6.4 due Monday nov 13 17

Difficult: I feel like this section was rather poorly written, honestly. There were a lot of very big formulas flying around, most of which I have no idea where they came from, and more importantly I have absolutely no idea what the prior or posterior distributions are, or rather where we found them. No idea. Application: Well, to be fair I think this section is talking about taking a set of iids and making them into a probability distribution, or something like that. Given that that is the case, it would seem that, much like with the LOLN, we can use these new distributions to tell us things about the (perhaps incomplete) information that we already had.

For Friday November 10 lecture: Read and blog about Section 6.3

Difficult: Basically this whole section. If I understand it right, it's saying that, given any random distribution, I can sum several random variables from that distribution, and eventually the probability of those events all happening converges to the normal distribution. But I'm not sure quite how, or why. I can see what was done but not really follow it. Application: I think that the central limit thm is used in a lot of practical applications- like they said, they expect grades, snowfalls, etc, though I rather like the example they give of rolling dice.

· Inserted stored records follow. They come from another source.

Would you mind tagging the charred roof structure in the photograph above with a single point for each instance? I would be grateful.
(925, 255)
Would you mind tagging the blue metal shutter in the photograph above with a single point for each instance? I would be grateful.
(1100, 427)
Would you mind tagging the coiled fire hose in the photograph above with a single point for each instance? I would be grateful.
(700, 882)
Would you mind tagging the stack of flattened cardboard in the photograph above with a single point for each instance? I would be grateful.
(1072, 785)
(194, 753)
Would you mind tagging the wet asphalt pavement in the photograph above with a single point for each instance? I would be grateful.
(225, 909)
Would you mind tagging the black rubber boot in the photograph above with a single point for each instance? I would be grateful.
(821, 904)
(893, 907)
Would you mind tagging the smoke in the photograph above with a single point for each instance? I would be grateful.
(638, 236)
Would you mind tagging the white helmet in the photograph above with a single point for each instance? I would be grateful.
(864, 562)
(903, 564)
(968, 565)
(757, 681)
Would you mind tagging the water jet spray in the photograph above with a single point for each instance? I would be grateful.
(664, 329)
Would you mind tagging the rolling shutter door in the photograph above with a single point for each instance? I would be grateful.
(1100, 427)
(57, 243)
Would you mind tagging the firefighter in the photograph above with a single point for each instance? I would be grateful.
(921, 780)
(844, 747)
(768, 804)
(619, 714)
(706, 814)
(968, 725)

6.2, due Wednesday Nov 7 17

Difficult: I'm trying to understand what the inequalities mean, and I seem to run into a bit of a hiccup when we say things about the indicator random variable. It is interesting that it comes back up, but I will admit that I don't fully get it. Also, trying to keep track of inequality signs is going to be difficult in some of these things. I'm trying to understand what exactly the inequalities mean, but the proofs in some ways only seem to make them more confusing. Application: The law of large numbers seems intuitive, so it's interesting that we have an actual proof for it. That's cool, though. I guess it just goes to show that sometimes proving intuitive things is important, too.

6.1, due Mon Nov 6 17

Difficult: In this particular section, just understanding what is being talked about took me a while. I don't know that I really understand how these things work. But more or less. Really, I just want to say that we just spent, in Ch 3 (or was it 4..?) a lot of time on data structures and graphs, which were complicated but not that bad, and literally only 2 weeks to learn all of probability- and now we're going into statistics. We have gone so fast that I feel like I have learned nothing, and couldn't use this stuff if I tried. Which I've been doing. It's quite unnerving to realize that we have a midterm on this stuff coming up, and I feel like I have no idea what we just learned about. At all. Application: There are tons of applications for statistics. We see them every day. I did appreciate the quote at the beginning, though, about needing a better experiment. I wonder if he ever ran any?

5.7, due Fri Nov 3 17

difficult: I really don't have an intuitive idea of what covariance means, and hence understanding the calculations dealing with it was also a bit difficult, especially understanding the matrices full of variables that were being shown. Application: Well, I suppose that this has a lot of applications. Most systems that we model aren't single, or even bi-, variate, but multivariate, so understanding how/why these things work will help us to model things further down the line in cool ways.